17 thoughts on “Rainforest Adventures: Fin and Scale

    • I’ve never been squeamish about animals; only the one insect. I actually wish we’d seen more reptiles and amphibians. I may have one more post with pretty creatures in me, though. Trying to sort and organize hundreds of photos, and delete the losers, is so time consuming.

  1. Love the new look of your site! I was completely entranced with the reptiles, though as a mother, I was horrified by the carefree youngsters apparent fearlessness. Raises a lot of philosophical points. I was most fascinated by the Caiman Lizard. I wanted to love him, and did, in the way that I would love a dragon. He looked supernaturally wise and lethal. Those eyes! This is going to be fun. Great format and photos!

    • Yes, I wish I had the carefree fearlessness of the youth but anymore I realize life is so fragile. Also, manners matter. But glad you like the look of the site. i think it’s going to be better.

  2. Your anaconda reminds me of when I was 12, my brother left his 8’5″ boa in the care of our mother while he went off to Vietnam. It promptly got a mouth disease and we had to soak the snake in water, and swab its mouth with medicine. We held the mouth open with a pencil to be able to get the medicine in on a q-tip. Good times.

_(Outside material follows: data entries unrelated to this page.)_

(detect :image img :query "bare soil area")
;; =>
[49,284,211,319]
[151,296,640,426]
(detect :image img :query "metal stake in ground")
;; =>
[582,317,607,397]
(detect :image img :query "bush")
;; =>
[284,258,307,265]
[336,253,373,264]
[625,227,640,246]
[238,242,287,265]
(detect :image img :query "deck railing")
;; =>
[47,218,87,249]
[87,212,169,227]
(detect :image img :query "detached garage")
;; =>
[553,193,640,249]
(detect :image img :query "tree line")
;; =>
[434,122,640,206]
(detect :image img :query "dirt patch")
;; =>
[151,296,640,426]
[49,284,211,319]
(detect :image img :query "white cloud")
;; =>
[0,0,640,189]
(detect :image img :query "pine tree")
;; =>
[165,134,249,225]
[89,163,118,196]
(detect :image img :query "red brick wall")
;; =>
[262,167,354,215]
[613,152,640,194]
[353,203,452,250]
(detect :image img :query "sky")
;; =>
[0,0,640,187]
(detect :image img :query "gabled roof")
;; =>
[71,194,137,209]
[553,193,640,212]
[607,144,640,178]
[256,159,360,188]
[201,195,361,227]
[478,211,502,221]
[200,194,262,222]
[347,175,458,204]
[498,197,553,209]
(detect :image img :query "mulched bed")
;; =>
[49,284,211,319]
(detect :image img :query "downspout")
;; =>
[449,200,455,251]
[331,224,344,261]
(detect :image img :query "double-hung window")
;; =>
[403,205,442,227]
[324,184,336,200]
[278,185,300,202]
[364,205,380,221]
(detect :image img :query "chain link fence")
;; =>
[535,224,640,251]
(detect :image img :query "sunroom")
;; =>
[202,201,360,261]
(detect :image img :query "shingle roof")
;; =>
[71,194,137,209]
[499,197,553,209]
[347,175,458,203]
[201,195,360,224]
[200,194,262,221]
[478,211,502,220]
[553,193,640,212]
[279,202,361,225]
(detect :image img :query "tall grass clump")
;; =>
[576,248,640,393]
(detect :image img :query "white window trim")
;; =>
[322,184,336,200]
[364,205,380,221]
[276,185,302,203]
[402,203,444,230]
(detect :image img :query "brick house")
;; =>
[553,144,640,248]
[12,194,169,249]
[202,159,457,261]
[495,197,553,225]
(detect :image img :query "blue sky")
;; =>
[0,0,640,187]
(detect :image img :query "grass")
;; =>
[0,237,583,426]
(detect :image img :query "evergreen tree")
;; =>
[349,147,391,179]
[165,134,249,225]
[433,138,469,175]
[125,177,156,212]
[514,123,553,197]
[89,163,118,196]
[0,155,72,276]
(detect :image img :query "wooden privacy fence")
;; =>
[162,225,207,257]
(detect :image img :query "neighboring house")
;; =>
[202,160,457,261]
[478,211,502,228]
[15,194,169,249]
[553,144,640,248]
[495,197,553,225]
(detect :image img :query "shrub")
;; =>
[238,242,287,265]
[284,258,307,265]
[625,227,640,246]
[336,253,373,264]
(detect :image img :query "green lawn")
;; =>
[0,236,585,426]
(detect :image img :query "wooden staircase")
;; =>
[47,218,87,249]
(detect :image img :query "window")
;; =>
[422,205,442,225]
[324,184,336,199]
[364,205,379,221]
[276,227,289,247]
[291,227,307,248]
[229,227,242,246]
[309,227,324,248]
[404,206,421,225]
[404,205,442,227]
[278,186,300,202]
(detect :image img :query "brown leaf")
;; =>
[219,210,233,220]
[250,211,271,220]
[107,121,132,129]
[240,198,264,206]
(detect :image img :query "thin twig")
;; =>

      • Yes! It went on to enjoy show and tell at a local elementary school.
        It died when my brother was still away, and we had to let him know when he came back on furlough. Same thing happened when his dog died of old age. On the following visit he came in the house and asked, “How’s Dad?”

  3. Oh, to be young and foolish again, wading in muddy water full of scary monsters. Great pictures as always. I would have loved to see those ants. Ants fascinate me, which is a good thing as they’re constantly taking up residence in my boat.

    At a glance, the new site design looks great. I’ll check things out and let you know if anything seems wonky. I’ll also subscribe to the newsletter.

    • Okay, manage to successfully subscribe. I originally tried with my cynical sailor email address and WP wouldn’t let me do that cause that’s not the email address associated with WP, so I did it again with my personal email address. So ignore the cynical sailor one in the system. I’ve had a poke around the site. The only suggestion I have is to possibly move the search widget from the banner to the sidebar. I wouldn’t naturally look for it up top, although that’s probably just me. See what other folks think about it.

      • Thanks for the detaiiled feedback! Mike will move the searchbar to the side. That does make more sense. We had to disassemble the blog a bit awhile back when hackers inserted code in our banner and caused anyone who searched for our site on Google to be redirected to an unsavory site. There’s an entire room in hell for those kinds of people.

  4. “Yours truly climbed onto a limb slightly above the creature to photograph its head, making sure there was always someone younger and more nubile and tender between my humble self and the reptile.”

    Ha ha! – Yes, you only need to be able to run faster than the slowest member of your group. Travel with old people. It’s safer 🙂

    Not sure I would have done this trip into the swamp. I could feel the bugs crawling on me as I read it. Good for you for getting out there.